# $$ Step\ 4\ : Regular\ expressions\ $$

_____________

**Regular Expressions (regex)** are a powerful tool used for searching and manipulating strings that match a specified pattern. They allow you to define a pattern that can match a wide range of strings, making them incredibly useful for filtering and processing text.

### Why Use Regular Expressions?

Regular expressions are particularly useful when you want to search for patterns in text rather than specific words or phrases. They are commonly used for:
- **Text validation** (e.g., validating email addresses or phone numbers).
- **String searching** (finding certain patterns in large amounts of text).
- **String manipulation** (replacing, splitting, or extracting parts of text).

### Regex Syntax

The syntax of regular expressions can vary depending on the specific task, but here are a few commonly used elements:
- **`.`**: Matches any single character except a newline.
- **`^`**: Matches the start of the string.
- **`$`**: Matches the end of the string.
- **`[]`**: Matches any one character inside the brackets.
- **`*`**: Matches zero or more occurrences of the preceding character.
- **`+`**: Matches one or more occurrences of the preceding character.
- **`?`**: Matches zero or one occurrence of the preceding character.
- **`|`**: Logical OR, matches the pattern before or after the `|`.

___________________

In [2]:
import re 

## Raw Strings :

In Python, certain characters have special meanings.

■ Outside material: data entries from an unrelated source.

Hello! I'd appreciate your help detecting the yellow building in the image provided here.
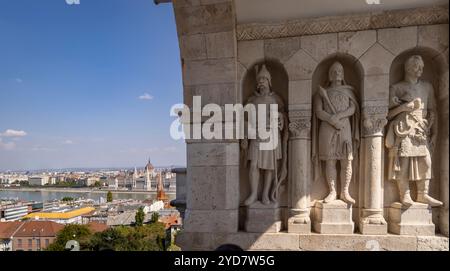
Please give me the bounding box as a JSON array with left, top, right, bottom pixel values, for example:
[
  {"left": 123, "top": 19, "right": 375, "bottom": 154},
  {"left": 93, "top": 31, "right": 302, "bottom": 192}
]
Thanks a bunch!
[{"left": 23, "top": 207, "right": 95, "bottom": 224}]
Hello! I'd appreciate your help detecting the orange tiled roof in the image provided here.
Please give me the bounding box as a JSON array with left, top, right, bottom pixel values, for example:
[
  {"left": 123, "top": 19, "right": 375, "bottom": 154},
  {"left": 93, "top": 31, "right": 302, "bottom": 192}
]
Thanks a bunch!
[
  {"left": 14, "top": 221, "right": 64, "bottom": 237},
  {"left": 158, "top": 215, "right": 179, "bottom": 229},
  {"left": 0, "top": 221, "right": 24, "bottom": 239},
  {"left": 88, "top": 221, "right": 108, "bottom": 233}
]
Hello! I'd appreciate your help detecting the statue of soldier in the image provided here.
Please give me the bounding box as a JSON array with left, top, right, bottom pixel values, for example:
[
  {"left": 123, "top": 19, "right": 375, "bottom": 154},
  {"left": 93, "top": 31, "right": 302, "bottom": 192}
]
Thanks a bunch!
[
  {"left": 241, "top": 65, "right": 288, "bottom": 206},
  {"left": 312, "top": 62, "right": 360, "bottom": 204},
  {"left": 386, "top": 55, "right": 442, "bottom": 206}
]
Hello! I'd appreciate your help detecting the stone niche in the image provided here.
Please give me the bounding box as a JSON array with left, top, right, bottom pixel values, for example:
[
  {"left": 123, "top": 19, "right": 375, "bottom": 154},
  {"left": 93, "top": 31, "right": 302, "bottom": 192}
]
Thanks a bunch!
[
  {"left": 239, "top": 59, "right": 289, "bottom": 231},
  {"left": 173, "top": 0, "right": 449, "bottom": 250},
  {"left": 310, "top": 53, "right": 364, "bottom": 230},
  {"left": 384, "top": 46, "right": 449, "bottom": 235}
]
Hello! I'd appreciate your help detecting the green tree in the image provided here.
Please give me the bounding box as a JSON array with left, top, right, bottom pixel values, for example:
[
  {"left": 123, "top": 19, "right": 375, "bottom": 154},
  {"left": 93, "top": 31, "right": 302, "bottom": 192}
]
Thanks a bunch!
[
  {"left": 106, "top": 191, "right": 112, "bottom": 202},
  {"left": 134, "top": 207, "right": 145, "bottom": 227},
  {"left": 46, "top": 224, "right": 92, "bottom": 251},
  {"left": 89, "top": 222, "right": 165, "bottom": 251}
]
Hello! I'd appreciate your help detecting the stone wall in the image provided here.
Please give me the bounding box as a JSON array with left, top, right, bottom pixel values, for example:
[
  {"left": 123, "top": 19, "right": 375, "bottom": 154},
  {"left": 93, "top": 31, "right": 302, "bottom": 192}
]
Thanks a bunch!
[
  {"left": 173, "top": 0, "right": 449, "bottom": 250},
  {"left": 237, "top": 24, "right": 448, "bottom": 235}
]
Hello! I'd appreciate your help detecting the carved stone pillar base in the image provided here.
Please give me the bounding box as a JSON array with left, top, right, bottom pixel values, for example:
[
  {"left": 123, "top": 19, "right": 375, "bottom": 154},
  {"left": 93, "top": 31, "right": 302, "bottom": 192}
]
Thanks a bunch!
[
  {"left": 313, "top": 200, "right": 355, "bottom": 234},
  {"left": 389, "top": 202, "right": 435, "bottom": 236},
  {"left": 359, "top": 209, "right": 387, "bottom": 235},
  {"left": 245, "top": 201, "right": 281, "bottom": 233},
  {"left": 287, "top": 210, "right": 311, "bottom": 234}
]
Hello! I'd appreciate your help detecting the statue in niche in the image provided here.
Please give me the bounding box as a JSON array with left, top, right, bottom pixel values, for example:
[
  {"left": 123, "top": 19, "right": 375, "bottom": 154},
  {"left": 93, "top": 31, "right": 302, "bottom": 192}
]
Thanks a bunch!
[
  {"left": 241, "top": 65, "right": 288, "bottom": 206},
  {"left": 312, "top": 62, "right": 360, "bottom": 204},
  {"left": 385, "top": 55, "right": 442, "bottom": 206}
]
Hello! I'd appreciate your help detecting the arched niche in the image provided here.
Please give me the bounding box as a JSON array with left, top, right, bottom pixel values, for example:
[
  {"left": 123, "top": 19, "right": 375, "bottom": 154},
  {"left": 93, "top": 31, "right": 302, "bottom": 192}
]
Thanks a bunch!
[
  {"left": 384, "top": 47, "right": 449, "bottom": 232},
  {"left": 239, "top": 59, "right": 289, "bottom": 230},
  {"left": 311, "top": 54, "right": 364, "bottom": 210}
]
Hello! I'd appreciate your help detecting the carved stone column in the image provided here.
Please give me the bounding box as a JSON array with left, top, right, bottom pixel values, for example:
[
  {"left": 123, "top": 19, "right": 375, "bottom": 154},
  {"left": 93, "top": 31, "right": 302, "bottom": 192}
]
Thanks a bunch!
[
  {"left": 359, "top": 106, "right": 388, "bottom": 235},
  {"left": 288, "top": 110, "right": 311, "bottom": 234}
]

For instance, `\n` represents a new line. However, there are times when we want the `\n` in our strings to be treated as a literal backslash followed by the letter 'n', instead of being interpreted as a new line.

To achieve this, we can prefix the string with the letter `'r'`, which tells Python to treat the string as a **raw string**.

In [3]:
# print text without using raw string indicator
my_folder = "C:\desktop\download\notes"
print(my_folder)

C:\desktop\download
otes


In [5]:
# include raw string indicator
my_folder = r"C:\desktop\download\notes"
print(my_folder)

C:\desktop\download\notes


## re.search :

The `re.search` function is used to check if a specific pattern exists within a string. It follows the syntax `re.search("pattern", "string")`. If the pattern is found, it returns the match; otherwise, it returns `None` if the pattern is not present in the string.

In [6]:
result_search = re.search("food", r"That restaurant has the best food")
print(result_search)

<re.Match object; span=(29, 33), match='food'>


In [7]:
print(result_search.group()) # returns just the matching pattern

food


In [9]:
# Sample review text
review = "I really enjoyed the course on Python programming. The concepts were well-explained, and the exercises were great!"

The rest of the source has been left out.